SecureDrop completely eliminates third parties from the equation and puts the power to challenge such cases back in the hands of reporters. The journalist and source communicate exclusively through one server that the news organization owns and sits on their property, so any legal order for information must go directly to the news organization rather than Google or AT&T. The news organization again has the power to contest the order or refuse to comply if they so wish.

Limits the Metadata Trail as Much as Possible

In many leak cases, the metadata of a journalist’s communications—where you’re located, who you’re talking to, when you’re talking to them, and how often—can lead to trouble just as much as the actual content of your conversations.

Even if a government serves a court order directly to a news organization to compel the disclosure of information, SecureDrop logs much less information than email providers or phone companies do.

The source can only log into SecureDrop through Tor Browser, which masks the source’s IP address to begin with, so there is no indication who the source is (unless they disclose it) and where they are sending information from. The Tor IP address, the computer, and the browser type that the source is using is not logged either.

For each source, only the time and date of each submission is logged on the server. When a source sends a new message, the time and date of the last message is overwritten. This means that there won’t be a trail of metadata showing exactly when the source and journalist were talking.

In addition, sources cannot create a custom username that could reveal information about them. Instead, SecureDrop automatically generates two random codenames, one to show to the source and another to the journalists using the system.

Encrypted and Air-Gapped

Communications through SecureDrop are both encrypted in transit, so messages cannot be easily intercepted and read while they are traversing the Internet and are also encrypted on the server so if any attacker manages to break into the server, they would not be able to read past messages.

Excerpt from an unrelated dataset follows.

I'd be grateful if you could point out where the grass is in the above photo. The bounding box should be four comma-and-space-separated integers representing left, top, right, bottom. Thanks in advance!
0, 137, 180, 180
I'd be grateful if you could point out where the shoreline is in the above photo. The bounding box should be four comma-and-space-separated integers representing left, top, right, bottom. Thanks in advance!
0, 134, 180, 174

In addition, the decryption key for SecureDrop submissions sits on an air-gapped computer (not connected to the Internet). This air-gapped computer is the only place SecureDrop submissions are decrypted and read so that they are much harder for an attacker to access.

Protects Against Hackers

A 2014 study showed that 21 of the top 25 news organization had, at one time or another, been targeted by state sponsored hackers.

Because of this threat, SecureDrop completely segments its traffic from a news organization’s normal network. Submissions are accessed and downloaded using the Tails operating system, which boots off of a USB, does not touch your computer’s hard drive, and routes all its Internet traffic through Tor.

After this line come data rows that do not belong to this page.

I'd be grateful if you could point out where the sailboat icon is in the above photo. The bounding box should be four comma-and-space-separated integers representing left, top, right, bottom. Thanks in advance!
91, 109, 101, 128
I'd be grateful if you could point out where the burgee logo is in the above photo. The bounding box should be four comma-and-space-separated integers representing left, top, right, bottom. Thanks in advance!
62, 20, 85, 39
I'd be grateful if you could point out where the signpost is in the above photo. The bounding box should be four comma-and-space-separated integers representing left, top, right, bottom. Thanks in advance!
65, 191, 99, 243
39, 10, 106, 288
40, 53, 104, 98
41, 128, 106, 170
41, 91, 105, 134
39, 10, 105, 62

Submissions are decrypted on an air-gapped computer also using Tails. This mitigates against the risk that an attacker could send malware through SecureDrop in an attempt to infect the news organization’s normal network as well.

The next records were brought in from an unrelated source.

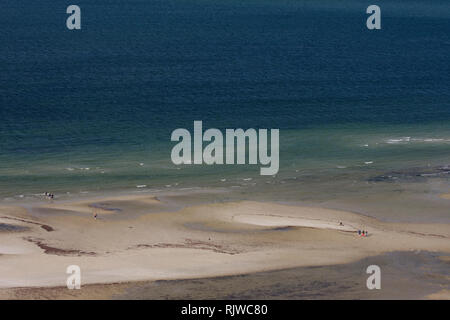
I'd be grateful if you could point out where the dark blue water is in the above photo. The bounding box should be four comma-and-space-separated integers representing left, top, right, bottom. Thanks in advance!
0, 0, 450, 205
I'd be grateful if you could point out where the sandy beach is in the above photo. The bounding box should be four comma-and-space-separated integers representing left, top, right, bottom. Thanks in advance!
0, 195, 450, 299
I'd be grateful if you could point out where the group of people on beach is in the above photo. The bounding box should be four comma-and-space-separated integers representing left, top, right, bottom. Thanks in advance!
358, 230, 369, 237
44, 192, 55, 200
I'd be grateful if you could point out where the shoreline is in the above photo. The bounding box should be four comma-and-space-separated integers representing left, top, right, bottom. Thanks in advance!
0, 195, 450, 298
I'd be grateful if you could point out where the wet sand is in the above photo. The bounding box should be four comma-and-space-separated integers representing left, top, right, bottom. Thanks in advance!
0, 195, 450, 299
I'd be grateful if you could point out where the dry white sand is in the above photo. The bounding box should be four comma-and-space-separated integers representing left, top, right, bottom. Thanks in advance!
0, 196, 450, 298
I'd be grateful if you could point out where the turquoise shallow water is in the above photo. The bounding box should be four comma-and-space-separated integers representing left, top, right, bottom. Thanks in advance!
0, 0, 450, 219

The SecureDrop servers also undergo significant system hardening in order to make it as difficult as possible for hackers to break in. By doing so, SecureDrop protects sources against networks that are already compromised, as well as a news organization’s normal network from attacks that could potentially come through SecureDrop.

Free and Open Source Software

100% of SecureDrop’s code is free and open source. Not only does this mean anyone can install SecureDrop themselves, but the code is available online for security experts to test for vulnerabilities.

SecureDrop has gone through four audits by third-party penetration testing firms and will continue to go through audits when major changes are made to the code base in the future. We always publish these audits publicly so everyone can be assured that SecureDrop is as safe to use as possible.